Partijen zijn het erover eens dat de handelingen van de kabelexploitanten en DTH-platforms die het programmasignaal van Chellomedia afnemen te kwalificeren zijn als een openbaarmaking waarvoor een auteursrechtelijke vergoeding verschuldigd is.
Partijen verschillen evenwel van mening over de vraag of de satelliettransmissie van Chellomedia naar de kabelkopstations en de DTH-platforms (ook) te kwalificeren is als een openbaarmaking waarvoor een auteursrechtelijke vergoeding verschuldigd is.
2. Procesverloop
2.1.
Voor het procesverloop tot en met het tussenarrest van de Hoge Raad van 4 april 2008 kan verwezen worden naar dat arrest2.. Ik geef een summiere samenvatting.

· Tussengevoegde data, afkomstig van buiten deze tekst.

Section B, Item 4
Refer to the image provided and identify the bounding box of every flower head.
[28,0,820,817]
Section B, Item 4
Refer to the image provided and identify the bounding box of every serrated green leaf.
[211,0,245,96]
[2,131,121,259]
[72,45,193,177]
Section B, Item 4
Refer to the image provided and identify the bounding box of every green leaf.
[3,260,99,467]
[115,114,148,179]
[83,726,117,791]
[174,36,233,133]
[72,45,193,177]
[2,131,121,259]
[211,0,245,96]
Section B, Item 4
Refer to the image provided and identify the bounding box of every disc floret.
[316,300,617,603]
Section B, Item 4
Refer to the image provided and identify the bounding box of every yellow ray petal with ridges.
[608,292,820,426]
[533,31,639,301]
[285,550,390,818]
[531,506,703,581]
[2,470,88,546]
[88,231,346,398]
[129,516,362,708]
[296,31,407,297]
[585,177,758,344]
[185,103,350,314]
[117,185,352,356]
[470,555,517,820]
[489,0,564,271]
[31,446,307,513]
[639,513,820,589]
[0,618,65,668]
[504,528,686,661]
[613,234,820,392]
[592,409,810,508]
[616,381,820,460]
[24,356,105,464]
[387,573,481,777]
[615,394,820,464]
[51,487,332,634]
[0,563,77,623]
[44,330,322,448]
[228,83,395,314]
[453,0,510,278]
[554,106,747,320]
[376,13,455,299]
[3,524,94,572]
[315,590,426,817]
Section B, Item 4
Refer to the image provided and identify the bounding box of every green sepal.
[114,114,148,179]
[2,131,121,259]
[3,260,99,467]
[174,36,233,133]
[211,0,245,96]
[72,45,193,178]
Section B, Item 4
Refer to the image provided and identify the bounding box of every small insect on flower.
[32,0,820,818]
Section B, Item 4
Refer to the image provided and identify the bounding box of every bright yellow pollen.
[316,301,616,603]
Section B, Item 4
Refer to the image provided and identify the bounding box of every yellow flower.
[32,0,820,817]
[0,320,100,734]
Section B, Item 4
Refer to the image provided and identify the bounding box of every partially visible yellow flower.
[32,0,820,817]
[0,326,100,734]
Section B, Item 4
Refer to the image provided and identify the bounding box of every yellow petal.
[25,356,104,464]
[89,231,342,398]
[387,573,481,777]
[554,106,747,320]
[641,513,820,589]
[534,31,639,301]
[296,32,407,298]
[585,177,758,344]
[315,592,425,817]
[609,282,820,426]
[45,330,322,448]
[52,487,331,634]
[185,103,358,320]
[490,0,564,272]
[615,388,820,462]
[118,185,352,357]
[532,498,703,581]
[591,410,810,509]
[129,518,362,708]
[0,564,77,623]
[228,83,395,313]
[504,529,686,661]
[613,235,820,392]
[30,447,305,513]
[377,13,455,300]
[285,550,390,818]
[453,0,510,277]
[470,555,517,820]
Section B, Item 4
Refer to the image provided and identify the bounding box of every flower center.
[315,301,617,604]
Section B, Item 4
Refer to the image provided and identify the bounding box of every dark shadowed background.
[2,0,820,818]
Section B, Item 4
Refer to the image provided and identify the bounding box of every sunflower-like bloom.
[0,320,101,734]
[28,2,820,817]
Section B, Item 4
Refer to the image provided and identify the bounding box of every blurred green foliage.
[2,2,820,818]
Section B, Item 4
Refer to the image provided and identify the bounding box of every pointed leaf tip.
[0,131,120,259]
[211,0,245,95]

Buma heeft in 2003 Chellomedia gedagvaard voor de rechtbank Amsterdam en gevorderd, kort gezegd, Chellomedia te verbieden zonder toestemming van Buma muziek behorende tot het repertoire van Buma openbaar te (doen) maken.

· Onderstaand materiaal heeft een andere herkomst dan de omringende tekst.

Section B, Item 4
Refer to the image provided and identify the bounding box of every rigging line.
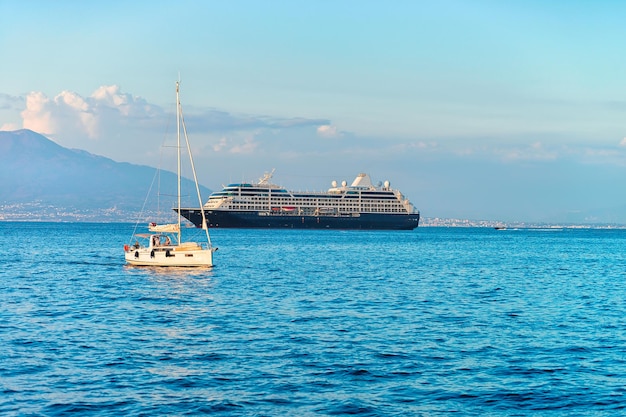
[178,92,212,248]
[128,164,160,244]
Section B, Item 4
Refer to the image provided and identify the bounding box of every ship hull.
[181,208,419,230]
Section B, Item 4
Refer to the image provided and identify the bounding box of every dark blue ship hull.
[175,208,420,230]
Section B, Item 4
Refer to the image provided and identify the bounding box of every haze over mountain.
[0,129,210,221]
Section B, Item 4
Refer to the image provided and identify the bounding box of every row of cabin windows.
[229,204,405,213]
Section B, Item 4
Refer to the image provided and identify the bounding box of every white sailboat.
[124,82,217,267]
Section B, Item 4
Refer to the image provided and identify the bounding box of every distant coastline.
[0,206,626,230]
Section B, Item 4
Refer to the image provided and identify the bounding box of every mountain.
[0,129,210,221]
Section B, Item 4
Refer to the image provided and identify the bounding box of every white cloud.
[317,125,341,138]
[230,137,259,154]
[0,123,20,131]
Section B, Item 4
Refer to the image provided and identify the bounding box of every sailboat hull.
[124,247,213,267]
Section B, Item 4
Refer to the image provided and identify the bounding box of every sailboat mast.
[176,81,181,244]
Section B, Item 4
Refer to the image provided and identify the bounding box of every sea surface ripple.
[0,222,626,416]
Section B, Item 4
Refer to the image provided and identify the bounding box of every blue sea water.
[0,223,626,416]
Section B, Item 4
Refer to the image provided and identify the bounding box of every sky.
[0,0,626,223]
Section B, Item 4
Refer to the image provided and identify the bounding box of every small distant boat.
[124,82,217,267]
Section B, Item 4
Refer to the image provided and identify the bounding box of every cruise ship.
[180,171,420,230]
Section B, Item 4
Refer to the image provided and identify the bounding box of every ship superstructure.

Tegen een tussenvonnis van de rechtbank van 12 januari 20053., waarin bepaald was dat partijen daartegen hoger beroep kunnen instellen, heeft Buma hoger beroep ingesteld bij het gerechtshof te Amsterdam.
Bij arrest van 29 juni 20064. heeft het hof het vonnis van de rechtbank bekrachtigd en de zaak teruggewezen naar de rechtbank.
Bij vonnis van 1 augustus 2007 heeft de rechtbank de vorderingen van Buma afgewezen.
Tegen dat vonnis en tegen het arrest van het hof van 29 juni 2006 heeft Buma beroep in cassatie ingesteld op de voet van art. 398, aanhef en onder 2, Rv (‘sprongcassatie’).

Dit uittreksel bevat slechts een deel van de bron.